HITSZ-NRSL / Dynamic-VINS

[RA-L 2022] RGB-D Inertial Odometry for a Resource-restricted Robot in Dynamic Environments
310 stars 40 forks source link

Initial orientation of the robot #9

Closed eliabntt closed 1 year ago

eliabntt commented 1 year ago

Hi there. I'm facing some issue replaying my bags. Essentially after some time the system starts drifting when I use VIO. With VO it does not happen. My guess is that it's mainly related to the fact that the robot is not horizontal and static at the beginning of the experiment or maybe due to spikes that we have with the Imu. However, those spikes are coherent with the odometry (it's simulated data). Is there a way to say "this is my initial position/orientation" to your system such that the gravity and the Imu locations are initialized correctly?

eliabntt commented 1 year ago

I've seen that you initialize it but it takes the average. Unfortunately my bag starts with the robot rotating in roll/pitch so I guess that that's the reason I see the drift.

Or maybe you've some other suggestion on why this might happen.

jianhengLiu commented 1 year ago

If the initial state is not static, it would help to set static_init to 0, then it would follow the initialization procedure according to 'Online Temporal Calibration for Monocular Visual-Inertial Systems'. The averages are mainly used to check if the imu is motivated or not and if not it is used to estimate the bias of accelerometor. Another factor might come from the failure tracking of feature if the rotation is fierce or if it is pure rotation. You could turn show_track on and check it in rviz. So far we haven't have enough test on dynamic initialization, your feedback is beneficial to us. Thanks a lot!

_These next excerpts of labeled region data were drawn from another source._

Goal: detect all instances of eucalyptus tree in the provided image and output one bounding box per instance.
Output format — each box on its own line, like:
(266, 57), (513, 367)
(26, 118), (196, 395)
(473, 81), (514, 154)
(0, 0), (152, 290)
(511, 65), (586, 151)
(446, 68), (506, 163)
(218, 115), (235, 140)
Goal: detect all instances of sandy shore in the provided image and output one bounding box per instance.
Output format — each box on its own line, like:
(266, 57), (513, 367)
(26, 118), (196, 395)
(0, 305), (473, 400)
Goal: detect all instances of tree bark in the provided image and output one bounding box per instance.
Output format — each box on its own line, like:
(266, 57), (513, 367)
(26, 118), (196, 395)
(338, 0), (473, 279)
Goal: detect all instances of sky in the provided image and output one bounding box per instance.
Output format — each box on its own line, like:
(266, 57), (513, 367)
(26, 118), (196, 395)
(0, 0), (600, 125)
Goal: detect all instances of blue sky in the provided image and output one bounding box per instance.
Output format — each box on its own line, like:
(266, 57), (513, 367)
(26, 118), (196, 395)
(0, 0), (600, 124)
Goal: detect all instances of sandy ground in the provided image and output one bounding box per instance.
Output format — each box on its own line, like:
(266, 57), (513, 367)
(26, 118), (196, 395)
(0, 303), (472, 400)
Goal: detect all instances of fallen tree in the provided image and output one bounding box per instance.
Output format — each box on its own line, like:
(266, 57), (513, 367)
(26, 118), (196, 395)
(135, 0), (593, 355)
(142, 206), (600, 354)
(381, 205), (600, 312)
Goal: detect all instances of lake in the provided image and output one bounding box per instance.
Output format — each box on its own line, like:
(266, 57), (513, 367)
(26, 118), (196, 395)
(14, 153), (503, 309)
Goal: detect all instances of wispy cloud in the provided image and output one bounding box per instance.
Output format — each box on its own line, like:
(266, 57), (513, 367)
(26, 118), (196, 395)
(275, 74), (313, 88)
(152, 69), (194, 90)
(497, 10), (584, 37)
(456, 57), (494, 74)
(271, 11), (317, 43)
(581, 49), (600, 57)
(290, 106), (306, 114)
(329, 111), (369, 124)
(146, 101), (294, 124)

eliabntt commented 1 year ago

Ok, I'll try to share something today maybe you'll have some ideas. I've seen many people in the various vins version with problems similar to mine.

Can you explain a bit more how static_init works? It was my understanding that it was the transform between the Imu and the camera not between the system and the map frame.

On Tue, 1 Nov 2022, 02:41 ChrisLiu, @.***> wrote:

If the initial state is not static, it would help to set static_init to 0, then it would follow the initialization procedure according to 'Online Temporal Calibration for Monocular Visual-Inertial Systems'. The averages are mainly used to check if the imu is motivated or not and if not it is used to estimate the bias of accelerometor. Another factor might come from the failure tracking of feature if the rotation is fierce or if it is pure rotation. You could turn show_track on and check it in rviz. So far we haven't have enough test on dynamic initialization, your feedback is beneficial to us. Thanks a lot!

— Reply to this email directly, view it on GitHub https://github.com/HITSZ-NRSL/Dynamic-VINS/issues/9#issuecomment-1297901746, or unsubscribe https://github.com/notifications/unsubscribe-auth/AEXDUJVBKUEYZVJYQDV3TE3WGBYNFANCNFSM6AAAAAARTH5QHQ . You are receiving this because you authored the thread.Message ID: @.***>

jianhengLiu commented 1 year ago

The static_init is based on the prior that the scale is obtained from depth sensor or stereo, it give a prior to gravity direction that is horizontal and calculate the bias of imu. They are both rough guess and will be refined in optimization. We also tried to use the average to initialize, and didn't see a much different in our experiments. (staticInitialAlignWithDepth function in estimator.cpp)

eliabntt commented 1 year ago

Hi there, good news for you bad for me. My colleague wrongly set the camera intrinsic for the experiment, so rn we no longer have drift.

Btw, for reference, a good parameter to tune is acc_n even if the IMU is precise (we have gt).